Frequently Asked Questions
ODU has four SSIDs: eduroam, MonarchODU, AccessODU and DeviceODU.
eduroam is an encrypted network which protects your data while it's transferred over the air and stores your credentials to automatically log you in. This network is available to faculty, staff and students at ODU, and is also available at institutions around the world, allowing ODU travelers to automatically access the internet while at participating universities.
MonarchODU is an encrypted network which protects your data while it's transfered over the air and stores your credentials to automatically log you in. This network is available to students/faculty/staff. Join MonarchODU with your MIDAS ID and password.
AccessODU is an unencrypted network which requires that you log in through a web browser each time you connect. This network is recommended for guest use, and for shared machines where the user will be changing often.
DeviceODU is a network specifically for gaming consoles, streaming media devices and other internet-enabled devices.

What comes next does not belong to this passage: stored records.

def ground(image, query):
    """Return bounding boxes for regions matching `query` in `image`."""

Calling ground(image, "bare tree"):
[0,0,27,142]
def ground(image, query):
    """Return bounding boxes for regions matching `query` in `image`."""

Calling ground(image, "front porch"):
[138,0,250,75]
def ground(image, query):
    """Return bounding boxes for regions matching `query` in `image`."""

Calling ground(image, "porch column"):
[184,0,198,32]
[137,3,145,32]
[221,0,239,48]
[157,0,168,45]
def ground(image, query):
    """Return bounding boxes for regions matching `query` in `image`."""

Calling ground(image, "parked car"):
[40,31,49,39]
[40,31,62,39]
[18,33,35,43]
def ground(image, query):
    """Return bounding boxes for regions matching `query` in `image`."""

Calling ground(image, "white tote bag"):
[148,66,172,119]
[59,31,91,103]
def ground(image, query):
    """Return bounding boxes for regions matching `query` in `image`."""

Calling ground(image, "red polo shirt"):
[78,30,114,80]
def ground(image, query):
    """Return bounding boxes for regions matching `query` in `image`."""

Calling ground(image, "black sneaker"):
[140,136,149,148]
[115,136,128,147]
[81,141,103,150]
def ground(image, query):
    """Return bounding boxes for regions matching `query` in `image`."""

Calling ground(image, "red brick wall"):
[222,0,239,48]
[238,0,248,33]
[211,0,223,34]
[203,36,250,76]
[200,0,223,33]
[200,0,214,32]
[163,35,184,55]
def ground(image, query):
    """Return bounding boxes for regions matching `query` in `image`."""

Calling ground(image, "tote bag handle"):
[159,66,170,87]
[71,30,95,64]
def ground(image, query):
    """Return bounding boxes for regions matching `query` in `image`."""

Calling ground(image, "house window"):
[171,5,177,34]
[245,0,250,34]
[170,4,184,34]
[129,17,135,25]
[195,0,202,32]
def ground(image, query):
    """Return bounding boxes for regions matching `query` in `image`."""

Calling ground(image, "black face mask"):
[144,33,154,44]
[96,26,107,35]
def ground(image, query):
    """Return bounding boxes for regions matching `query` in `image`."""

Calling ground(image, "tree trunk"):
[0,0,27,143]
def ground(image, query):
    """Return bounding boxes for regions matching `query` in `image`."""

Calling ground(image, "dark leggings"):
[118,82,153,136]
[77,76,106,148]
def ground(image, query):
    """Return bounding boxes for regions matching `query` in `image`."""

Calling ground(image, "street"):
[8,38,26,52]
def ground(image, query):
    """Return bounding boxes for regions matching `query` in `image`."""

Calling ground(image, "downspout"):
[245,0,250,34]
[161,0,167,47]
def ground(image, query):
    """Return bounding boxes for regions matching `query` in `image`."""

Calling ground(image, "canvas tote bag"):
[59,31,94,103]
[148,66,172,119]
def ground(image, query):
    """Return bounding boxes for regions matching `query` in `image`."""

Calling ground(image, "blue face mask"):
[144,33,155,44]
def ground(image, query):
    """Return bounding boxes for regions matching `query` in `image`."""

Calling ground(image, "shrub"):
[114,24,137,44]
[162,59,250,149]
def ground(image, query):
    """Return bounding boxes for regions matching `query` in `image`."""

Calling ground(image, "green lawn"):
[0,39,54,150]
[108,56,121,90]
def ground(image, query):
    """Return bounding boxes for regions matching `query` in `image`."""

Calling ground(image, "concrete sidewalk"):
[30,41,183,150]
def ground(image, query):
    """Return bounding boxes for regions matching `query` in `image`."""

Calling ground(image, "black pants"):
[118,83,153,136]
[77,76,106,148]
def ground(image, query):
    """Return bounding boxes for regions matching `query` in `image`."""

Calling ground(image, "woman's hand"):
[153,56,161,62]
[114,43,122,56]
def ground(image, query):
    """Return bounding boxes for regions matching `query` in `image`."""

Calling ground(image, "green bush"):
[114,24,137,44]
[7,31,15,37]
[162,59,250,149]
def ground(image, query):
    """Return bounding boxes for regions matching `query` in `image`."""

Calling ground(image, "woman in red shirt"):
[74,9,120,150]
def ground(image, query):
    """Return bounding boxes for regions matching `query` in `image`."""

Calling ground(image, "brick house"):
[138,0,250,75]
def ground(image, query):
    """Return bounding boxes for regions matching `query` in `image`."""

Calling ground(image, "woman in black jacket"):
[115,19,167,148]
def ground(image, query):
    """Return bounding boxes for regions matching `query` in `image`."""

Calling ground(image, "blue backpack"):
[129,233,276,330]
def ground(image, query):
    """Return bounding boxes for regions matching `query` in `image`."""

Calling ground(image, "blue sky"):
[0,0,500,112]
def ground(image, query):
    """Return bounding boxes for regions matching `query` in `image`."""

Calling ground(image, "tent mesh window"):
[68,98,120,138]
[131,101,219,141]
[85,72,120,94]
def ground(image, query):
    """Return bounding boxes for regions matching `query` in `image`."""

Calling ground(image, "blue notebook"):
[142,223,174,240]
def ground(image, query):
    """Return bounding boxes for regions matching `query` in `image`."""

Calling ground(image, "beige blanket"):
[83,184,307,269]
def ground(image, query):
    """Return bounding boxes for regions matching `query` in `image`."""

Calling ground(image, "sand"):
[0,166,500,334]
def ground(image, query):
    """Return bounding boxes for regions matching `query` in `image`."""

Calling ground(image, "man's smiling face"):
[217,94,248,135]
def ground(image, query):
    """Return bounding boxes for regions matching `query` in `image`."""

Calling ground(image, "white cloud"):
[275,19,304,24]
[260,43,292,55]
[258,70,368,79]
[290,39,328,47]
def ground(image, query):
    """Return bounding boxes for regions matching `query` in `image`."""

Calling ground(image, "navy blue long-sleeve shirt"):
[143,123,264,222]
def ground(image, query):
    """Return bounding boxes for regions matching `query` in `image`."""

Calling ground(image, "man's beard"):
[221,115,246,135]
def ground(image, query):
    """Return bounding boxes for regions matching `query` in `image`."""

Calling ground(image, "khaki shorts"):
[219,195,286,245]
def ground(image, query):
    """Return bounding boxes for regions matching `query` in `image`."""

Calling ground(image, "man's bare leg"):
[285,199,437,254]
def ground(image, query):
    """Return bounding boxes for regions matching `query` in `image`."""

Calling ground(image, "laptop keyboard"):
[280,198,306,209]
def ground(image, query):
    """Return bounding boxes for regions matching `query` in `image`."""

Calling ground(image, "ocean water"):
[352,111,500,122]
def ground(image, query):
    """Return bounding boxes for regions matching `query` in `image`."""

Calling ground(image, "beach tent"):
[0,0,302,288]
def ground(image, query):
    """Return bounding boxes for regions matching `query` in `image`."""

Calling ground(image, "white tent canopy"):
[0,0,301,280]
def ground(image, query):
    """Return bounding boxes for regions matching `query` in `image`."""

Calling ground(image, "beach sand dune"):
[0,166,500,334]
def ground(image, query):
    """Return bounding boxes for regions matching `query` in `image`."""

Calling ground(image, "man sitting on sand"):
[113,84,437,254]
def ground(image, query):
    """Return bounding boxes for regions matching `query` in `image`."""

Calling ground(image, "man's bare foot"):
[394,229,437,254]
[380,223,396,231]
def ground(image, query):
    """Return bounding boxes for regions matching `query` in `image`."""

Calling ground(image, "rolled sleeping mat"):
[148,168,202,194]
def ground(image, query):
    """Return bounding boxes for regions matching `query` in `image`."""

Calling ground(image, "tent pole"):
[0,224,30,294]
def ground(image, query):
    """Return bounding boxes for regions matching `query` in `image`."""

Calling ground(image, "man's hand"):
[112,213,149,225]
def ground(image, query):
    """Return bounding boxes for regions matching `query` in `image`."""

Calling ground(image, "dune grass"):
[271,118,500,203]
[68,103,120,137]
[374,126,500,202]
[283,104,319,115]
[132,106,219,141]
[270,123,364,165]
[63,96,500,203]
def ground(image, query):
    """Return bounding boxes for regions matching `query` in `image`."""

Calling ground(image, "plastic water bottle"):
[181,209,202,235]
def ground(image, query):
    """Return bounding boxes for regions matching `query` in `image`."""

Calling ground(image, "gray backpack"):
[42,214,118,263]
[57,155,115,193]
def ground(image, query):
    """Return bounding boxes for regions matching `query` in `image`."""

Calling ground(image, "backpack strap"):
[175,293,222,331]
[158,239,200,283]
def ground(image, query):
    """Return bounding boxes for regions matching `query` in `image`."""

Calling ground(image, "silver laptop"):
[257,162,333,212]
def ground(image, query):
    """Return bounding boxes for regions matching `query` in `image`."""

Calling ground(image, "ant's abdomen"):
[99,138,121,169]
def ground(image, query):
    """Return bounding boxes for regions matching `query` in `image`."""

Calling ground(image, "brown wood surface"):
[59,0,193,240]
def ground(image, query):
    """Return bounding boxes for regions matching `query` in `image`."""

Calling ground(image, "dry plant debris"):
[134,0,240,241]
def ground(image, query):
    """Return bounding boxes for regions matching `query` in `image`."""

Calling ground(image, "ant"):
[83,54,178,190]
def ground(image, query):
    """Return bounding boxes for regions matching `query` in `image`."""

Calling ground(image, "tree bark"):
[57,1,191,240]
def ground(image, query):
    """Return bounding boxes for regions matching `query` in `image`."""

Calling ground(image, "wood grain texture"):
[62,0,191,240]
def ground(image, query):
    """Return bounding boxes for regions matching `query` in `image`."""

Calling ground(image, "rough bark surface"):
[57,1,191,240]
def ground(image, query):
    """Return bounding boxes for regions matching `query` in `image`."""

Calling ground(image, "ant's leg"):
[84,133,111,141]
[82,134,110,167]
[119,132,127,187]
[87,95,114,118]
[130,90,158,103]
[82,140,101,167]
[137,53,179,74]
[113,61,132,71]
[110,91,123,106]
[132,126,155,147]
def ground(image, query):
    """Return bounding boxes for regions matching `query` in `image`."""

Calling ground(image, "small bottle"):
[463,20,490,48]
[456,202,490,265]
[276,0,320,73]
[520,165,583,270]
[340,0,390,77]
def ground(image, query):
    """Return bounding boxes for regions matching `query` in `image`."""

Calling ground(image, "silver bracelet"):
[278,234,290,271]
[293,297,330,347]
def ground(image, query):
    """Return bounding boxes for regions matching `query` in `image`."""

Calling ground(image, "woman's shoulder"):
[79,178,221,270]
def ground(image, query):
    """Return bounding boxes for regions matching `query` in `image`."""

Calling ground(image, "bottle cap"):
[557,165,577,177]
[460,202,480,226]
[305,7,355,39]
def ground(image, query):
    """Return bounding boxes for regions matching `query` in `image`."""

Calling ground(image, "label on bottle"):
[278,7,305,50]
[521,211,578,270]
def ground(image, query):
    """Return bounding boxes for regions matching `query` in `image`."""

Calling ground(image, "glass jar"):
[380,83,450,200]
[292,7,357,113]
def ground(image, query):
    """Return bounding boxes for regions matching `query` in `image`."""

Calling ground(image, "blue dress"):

To connect a device, register at device.odu.edu. After registration, you'll see the network password. Use the password to connect a wireless device to the network. (This network is primarily available only in residence halls.)
AccessODU uses a web-based authentication method; the only requirement is a browser that supports "https".
eduroam and MonarchODU require an Operating System with WPA2-Enterprise security.
A device must support WPA2 Enterprise with PEAP/MSCHAPv2 in order to connect to eduroam and MonarchODU and must have a browser that supports https to authenticate to AccessODU. You can search for your device on the WiFi Alliance product page to determine if it supported or not: http://www.wi-fi.org/search_products.php. Once you've found the device you're looking for, click on its certificate to find out whether or not WPA2 Enterprise security is supported.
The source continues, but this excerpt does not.